Writing in Queue he said that there was a general trend to categorise processors and accelerators as “general purpose.” Of the papers published at this year’s International Symposium on Computer Architecture (ISCA 2014), nine out of 45 referred to general-purpose processors; one additionally referred to general-purpose FPGAs (field-programmable gate arrays), and another referred to general-purpose MIMD (multiple instruction, multiple data) supercomputers, stretching the definition to the breaking point.
However Chisnall nailed a statement on the door of the Intel research division that there was no such thing as a truly general purpose processor and that the belief in such a device was harmful.
Risking the wrath of the great Intel God he said that many of the papers presented at ISCA 2014 that did not explicitly refer to general-purpose processors or cores did instead refer to general-purpose programs, typically in the context of a GPGPU (general-purpose graphics processing unit), a term with an inherent contradiction.
He said that a modern GPU has I/O facilities, can run programs of arbitrary sizes (or, if not, can store temporary results and start a new program phase), supports a wide range of arithmetic, has complex flow control, and so on. Implementing Conway’s Game of Life on a GPU is a common exercise for students, so it’s clear that the underlying substrate is Turing complete.

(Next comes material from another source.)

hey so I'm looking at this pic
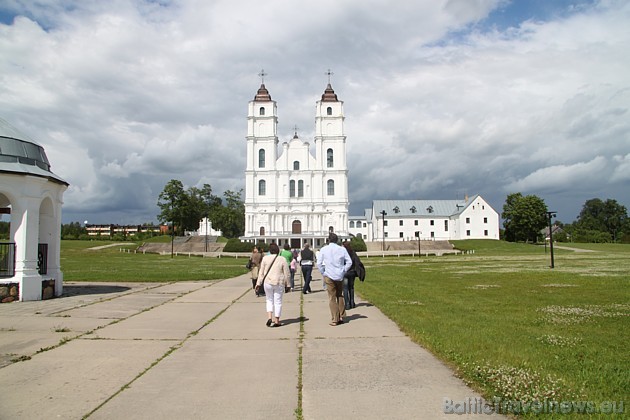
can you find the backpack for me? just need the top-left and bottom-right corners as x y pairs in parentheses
(354, 254), (366, 282)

Chisnall argues that it is not enough for a processor to be Turing complete in order to be classified as general purpose; it must be able to run all programs efficiently. The existence of accelerators (including GPUs) indicates that all attempts thus far at building a general-purpose processor have failed. If they had succeeded, then they would be efficient at running the algorithms delegated to accelerators, and there would be no market for accelerators.